Columbia University VP&S | M.D. Candidate
Paul M. Lewis is a Medical Student at Columbia University Vagelos College of Physicians and Surgeons. He holds a Bachelor of Arts degree from Harvard College where he concentrated in Neurobiology with a secondary in Global Health and Health Policy. He has experience in diverse areas of global and public health having served as the Director of a program for underprivileged Native American youth, the President of a peer education group to promote holistic wellness, and the Community Education Chair of a drug and alcohol education group. Paul is the Founder of Harvard College VISION Global Health Society and the Global Health and Leadership Conference. He was a recipient of the Finley Fellowship from Harvard to spend a postgraduate year in Japan to learn about end-of-life care. While there, he helped found the International Young Researchers' Conference. Afterwards, he worked as a TMS Therapy Clinician at Dignity Brain Health to treat patients with Major Depressive Disorder. At Columbia University, he co-leads the American Association of Neurological Surgeons, the Allen O. Whipple Surgical Society, and the Global Health Organization. Additionally, Paul is a member of the Manly-Brickman Lab where he works with Drs. Jennifer Manly and Justina Avila-Rieger.
Cornell University | B.S.
University of Hawaiʻi at Mānoa | M.S.
Elizabeth Feldeverd graduated from Cornell University with a degree in International Agriculture and Rural Development.
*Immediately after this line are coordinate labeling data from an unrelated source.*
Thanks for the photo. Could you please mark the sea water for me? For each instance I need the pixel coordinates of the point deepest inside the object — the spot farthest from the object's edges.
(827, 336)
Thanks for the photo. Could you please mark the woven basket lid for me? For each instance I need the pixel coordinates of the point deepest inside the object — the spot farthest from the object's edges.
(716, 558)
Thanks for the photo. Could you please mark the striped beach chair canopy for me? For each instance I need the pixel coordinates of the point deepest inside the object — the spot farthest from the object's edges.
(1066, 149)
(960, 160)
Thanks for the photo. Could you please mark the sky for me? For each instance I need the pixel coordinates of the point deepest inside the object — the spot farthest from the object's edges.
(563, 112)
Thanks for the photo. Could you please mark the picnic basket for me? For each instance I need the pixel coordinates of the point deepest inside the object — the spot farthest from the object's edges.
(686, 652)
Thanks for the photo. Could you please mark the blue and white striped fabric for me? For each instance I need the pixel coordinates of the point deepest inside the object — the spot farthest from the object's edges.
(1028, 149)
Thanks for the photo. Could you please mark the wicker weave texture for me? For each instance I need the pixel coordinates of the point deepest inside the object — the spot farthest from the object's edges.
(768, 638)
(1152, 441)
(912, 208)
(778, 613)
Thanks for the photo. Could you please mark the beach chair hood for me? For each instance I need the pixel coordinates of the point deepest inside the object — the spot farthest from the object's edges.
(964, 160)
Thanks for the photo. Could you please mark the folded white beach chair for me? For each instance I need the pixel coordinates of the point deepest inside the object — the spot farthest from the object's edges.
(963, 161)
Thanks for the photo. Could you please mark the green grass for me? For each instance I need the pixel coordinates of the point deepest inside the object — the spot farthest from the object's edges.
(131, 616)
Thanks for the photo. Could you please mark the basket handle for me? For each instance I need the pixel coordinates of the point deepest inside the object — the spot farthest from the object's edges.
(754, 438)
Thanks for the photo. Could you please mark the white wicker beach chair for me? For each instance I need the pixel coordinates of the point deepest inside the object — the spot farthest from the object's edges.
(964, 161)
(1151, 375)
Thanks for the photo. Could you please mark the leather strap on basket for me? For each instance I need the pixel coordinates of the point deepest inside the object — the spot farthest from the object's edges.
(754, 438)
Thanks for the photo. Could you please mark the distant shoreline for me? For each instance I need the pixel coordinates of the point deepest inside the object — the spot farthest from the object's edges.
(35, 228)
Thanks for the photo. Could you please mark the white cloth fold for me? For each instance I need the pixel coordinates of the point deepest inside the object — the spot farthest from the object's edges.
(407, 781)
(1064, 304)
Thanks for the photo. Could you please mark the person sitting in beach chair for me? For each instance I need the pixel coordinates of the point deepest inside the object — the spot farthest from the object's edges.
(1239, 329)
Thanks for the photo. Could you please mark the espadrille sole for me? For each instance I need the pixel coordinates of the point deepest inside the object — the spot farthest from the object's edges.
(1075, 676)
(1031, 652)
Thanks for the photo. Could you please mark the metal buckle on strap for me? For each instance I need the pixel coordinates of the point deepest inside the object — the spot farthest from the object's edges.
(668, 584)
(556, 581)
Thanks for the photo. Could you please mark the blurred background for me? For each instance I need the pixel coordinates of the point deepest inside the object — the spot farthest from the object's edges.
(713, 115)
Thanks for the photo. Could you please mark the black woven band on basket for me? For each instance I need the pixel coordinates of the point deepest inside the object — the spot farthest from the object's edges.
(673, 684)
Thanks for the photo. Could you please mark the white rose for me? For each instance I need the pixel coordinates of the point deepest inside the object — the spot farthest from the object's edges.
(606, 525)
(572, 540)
During her time at Cornell, she interned with the Food and Agriculture Organization of the United Nations in Havana, Cuba, where she assisted with a project related to food sovereignty. After graduation, Elizabeth worked as an agronomist in Hawaiʻi and Illinois and discovered her interests in plant biology and science communication. She earned a Master of Science degree from the University of Hawaiʻi at Mānoa in Molecular Biosciences and Bioengineering. Her research focused on the effects of heat stress on protein folding in Arabidopsis pollen. While pursuing her master's degree, Elizabeth was an American Society of Plant Biologists Conviron Scholar. Elizabeth serves as the Director of Research at Spark Student Research and teaches STEM to students of all ages in Tokyo, Japan. She is also the co-founder of Women in Science Japan, an organization dedicated to connecting young scientists with mentors in industry and academia.